Significant works and honors
- Buildings: The Hempel Central School of Speech and Drama
- Awards: 2009, 2011 RIBA Awards

= Jestico + Whiles =

British architectural firm

Jestico + Whiles is an architectural firm and interior design practice based in London, UK. It has completed a number of high-profile cultural, diplomatic, hotel and retail projects in Europe.

==The firm==
Jestico + Whiles was founded by Tom Jestico and John Whiles in 1977. The practice is a trust, jointly owned by its staff.
It is known particularly for its work on London boutique hotels such as The Hempel and One Aldwych.
However, the firm has a diverse workload, and is also experienced in many other sectors including universities, schools and social housing.
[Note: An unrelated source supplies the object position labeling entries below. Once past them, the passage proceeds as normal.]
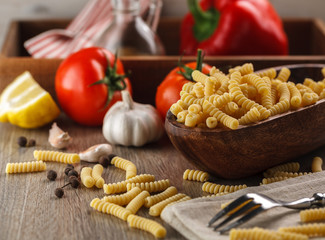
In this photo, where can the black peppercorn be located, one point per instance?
(31, 143)
(104, 161)
(73, 172)
(59, 192)
(51, 175)
(22, 141)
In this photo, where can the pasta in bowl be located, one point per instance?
(235, 148)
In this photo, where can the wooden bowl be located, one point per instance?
(254, 148)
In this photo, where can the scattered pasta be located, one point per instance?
(195, 175)
(217, 188)
(97, 175)
(152, 200)
(312, 215)
(146, 224)
(25, 167)
(54, 156)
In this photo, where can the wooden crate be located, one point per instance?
(306, 40)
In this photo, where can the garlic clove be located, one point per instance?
(93, 153)
(58, 138)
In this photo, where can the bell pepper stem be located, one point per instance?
(205, 21)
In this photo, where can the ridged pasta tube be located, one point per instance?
(121, 186)
(110, 208)
(97, 175)
(128, 166)
(148, 225)
(86, 177)
(195, 175)
(156, 186)
(25, 167)
(156, 209)
(152, 200)
(137, 202)
(54, 156)
(123, 199)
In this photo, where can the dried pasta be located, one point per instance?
(252, 234)
(146, 224)
(311, 229)
(152, 200)
(97, 175)
(317, 164)
(286, 167)
(156, 186)
(128, 166)
(110, 208)
(156, 209)
(68, 158)
(25, 167)
(123, 199)
(121, 186)
(86, 177)
(137, 202)
(312, 215)
(195, 175)
(217, 188)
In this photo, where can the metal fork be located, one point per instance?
(251, 204)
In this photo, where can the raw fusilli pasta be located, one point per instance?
(25, 167)
(54, 156)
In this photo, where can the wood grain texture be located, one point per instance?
(253, 148)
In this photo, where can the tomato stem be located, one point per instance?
(186, 71)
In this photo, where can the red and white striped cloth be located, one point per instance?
(86, 27)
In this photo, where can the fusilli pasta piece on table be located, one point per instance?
(152, 200)
(54, 156)
(25, 167)
(195, 175)
(146, 224)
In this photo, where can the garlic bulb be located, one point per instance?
(58, 138)
(93, 153)
(129, 123)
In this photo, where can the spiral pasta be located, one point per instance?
(311, 229)
(195, 175)
(312, 215)
(217, 188)
(146, 224)
(152, 200)
(86, 177)
(156, 209)
(68, 158)
(110, 208)
(156, 186)
(97, 175)
(136, 203)
(128, 166)
(121, 186)
(123, 199)
(25, 167)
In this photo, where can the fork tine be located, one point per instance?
(229, 208)
(242, 220)
(243, 209)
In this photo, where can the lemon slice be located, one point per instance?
(26, 104)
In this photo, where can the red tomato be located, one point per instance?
(168, 91)
(80, 100)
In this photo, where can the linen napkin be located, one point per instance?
(83, 30)
(190, 218)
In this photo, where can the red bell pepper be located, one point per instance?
(233, 27)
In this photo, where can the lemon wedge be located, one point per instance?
(26, 104)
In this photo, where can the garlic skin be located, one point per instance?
(128, 123)
(93, 153)
(58, 138)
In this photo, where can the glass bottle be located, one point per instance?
(128, 33)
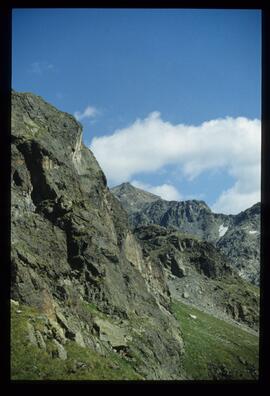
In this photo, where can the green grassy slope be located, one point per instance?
(215, 349)
(28, 362)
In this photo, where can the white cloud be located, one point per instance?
(89, 112)
(165, 191)
(148, 145)
(41, 67)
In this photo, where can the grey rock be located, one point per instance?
(72, 243)
(237, 236)
(61, 353)
(40, 341)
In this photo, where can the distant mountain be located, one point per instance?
(238, 236)
(200, 274)
(93, 298)
(132, 198)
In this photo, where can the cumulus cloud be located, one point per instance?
(89, 112)
(148, 145)
(164, 191)
(41, 67)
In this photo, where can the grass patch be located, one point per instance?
(215, 349)
(28, 362)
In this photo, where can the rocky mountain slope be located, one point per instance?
(72, 247)
(198, 274)
(238, 236)
(133, 199)
(91, 297)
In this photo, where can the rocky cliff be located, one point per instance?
(72, 249)
(238, 236)
(95, 298)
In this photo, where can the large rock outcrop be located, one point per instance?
(72, 247)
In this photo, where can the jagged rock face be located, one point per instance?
(71, 243)
(241, 243)
(237, 236)
(200, 275)
(133, 199)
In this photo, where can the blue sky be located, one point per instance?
(143, 79)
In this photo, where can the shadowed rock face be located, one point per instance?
(200, 275)
(237, 236)
(72, 245)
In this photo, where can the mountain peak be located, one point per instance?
(133, 198)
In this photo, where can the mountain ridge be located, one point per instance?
(235, 235)
(90, 293)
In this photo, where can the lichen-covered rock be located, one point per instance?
(72, 245)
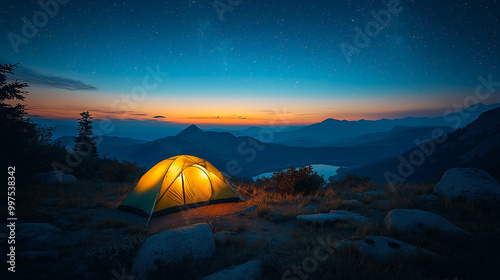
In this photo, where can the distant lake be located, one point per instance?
(322, 169)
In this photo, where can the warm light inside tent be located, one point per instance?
(180, 180)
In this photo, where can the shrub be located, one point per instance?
(351, 181)
(294, 180)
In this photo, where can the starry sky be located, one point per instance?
(181, 62)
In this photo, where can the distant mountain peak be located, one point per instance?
(190, 131)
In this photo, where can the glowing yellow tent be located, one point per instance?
(176, 182)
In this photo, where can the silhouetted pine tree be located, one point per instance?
(85, 143)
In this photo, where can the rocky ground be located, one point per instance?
(353, 231)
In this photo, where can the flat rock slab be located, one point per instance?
(332, 217)
(38, 236)
(468, 183)
(194, 241)
(414, 220)
(382, 248)
(251, 270)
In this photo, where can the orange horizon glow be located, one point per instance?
(239, 111)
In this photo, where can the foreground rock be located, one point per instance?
(468, 183)
(382, 248)
(54, 177)
(332, 217)
(194, 241)
(248, 271)
(36, 236)
(407, 220)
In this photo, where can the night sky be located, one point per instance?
(261, 59)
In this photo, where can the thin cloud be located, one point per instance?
(32, 76)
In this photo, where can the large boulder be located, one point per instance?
(332, 217)
(54, 177)
(414, 220)
(382, 248)
(194, 241)
(251, 270)
(468, 183)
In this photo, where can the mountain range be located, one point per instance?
(475, 145)
(245, 156)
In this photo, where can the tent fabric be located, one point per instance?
(178, 182)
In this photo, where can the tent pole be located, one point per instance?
(153, 208)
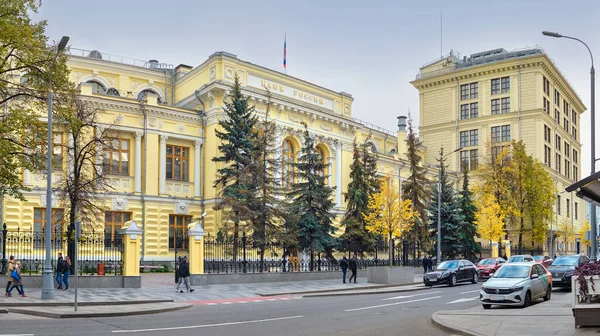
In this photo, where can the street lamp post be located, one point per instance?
(439, 240)
(593, 135)
(47, 280)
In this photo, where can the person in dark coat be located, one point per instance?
(184, 276)
(344, 267)
(353, 268)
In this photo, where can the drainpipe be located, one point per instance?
(203, 123)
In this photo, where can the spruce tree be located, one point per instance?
(312, 201)
(415, 190)
(237, 148)
(468, 231)
(356, 238)
(451, 217)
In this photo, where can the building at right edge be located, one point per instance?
(487, 99)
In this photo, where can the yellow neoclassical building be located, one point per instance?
(492, 97)
(164, 120)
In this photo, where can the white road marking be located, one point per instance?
(475, 291)
(463, 300)
(392, 304)
(209, 325)
(409, 296)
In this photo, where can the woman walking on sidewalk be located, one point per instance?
(66, 272)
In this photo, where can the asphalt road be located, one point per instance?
(407, 313)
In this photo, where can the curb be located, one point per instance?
(317, 295)
(90, 303)
(94, 315)
(436, 321)
(339, 289)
The head office of Jestico + Whiles is at Sutton Yard, Goswell Road in Clerkenwell, London EC1V. It also has an office in Prague, Czech Republic. It has completed major projects across Europe, the Middle East and India.
Its expertise includes urban regeneration, conservation of historic buildings and low-energy building techniques.

==Notable projects==
Major projects, by year of completion and ordered by type, are:

- Cultural and diplomatic
- 1993: The British Council, Madrid
- 2002: Diana, Princess of Wales Memorial Playground, London
- British Embassy, Latvia
- The British Council, Prague
- Embassy of the People's Republic of China, London
- 2009: Pitzhanger Manor, London

- Education
- 2008: Mountbatten Building, ECS, University of Southampton, UK
- Central School of Speech and Drama, London
- Haberdashers' Knights Academy, London
- Davidson Building, Haberdashers' Hatcham College, London
- Stoke Newington School, London
- New Line Learning Kent, London
- National Graphene Institute, University of Manchester, Manchester

- Hotels and restaurants
- The Hempel, London, UK
- 1999: One Aldwych, London
- 2001: Hakkasan, London
- 2007: Malmaison, Oxford Castle, UK – RICS Project of the Year
- 2009: Adriana Marina Hotel and Spa, Hvar, Croatia
- 2009: Andel's Hotel Prague, Czech Republic
- 2009: Andel's Hotel Berlin, Germany
- Andel's Hotel Kraków, Poland
- 2009: Andel's Hotel Łódź, Poland
- 2011: W Hotel, Leicester Square, London
- 2011: Aloft Hotel, ExCeL London

- Residential
- 2000: House for the Future, St Fagans National History Museum, Cardiff
- 2005: Abbots Wharf, Bartlett Park, Tower Hamlets
- 2006: Tanner Street, Barking, London

- Retail
- 2007: Old Spitalfields Market, London
- 2007: Fortnum & Mason, London

== Awards ==
- 2006: Housing Design Award for Abbotts Wharf
- 2009: RIBA Award for the Mountbatten Building, ECS, University of Southampton
- 2010: Contract Magazine, New York, Interior Design Award for Andel's Hotel Lodz
- 2011: highest-placed architects in the Sunday Times Green List
- 2011: RIBA Award for Stoke Newington School and Sixth Form
- 2024: Carbuncle Cup - Shortlisted for W Hotel, Edinburgh.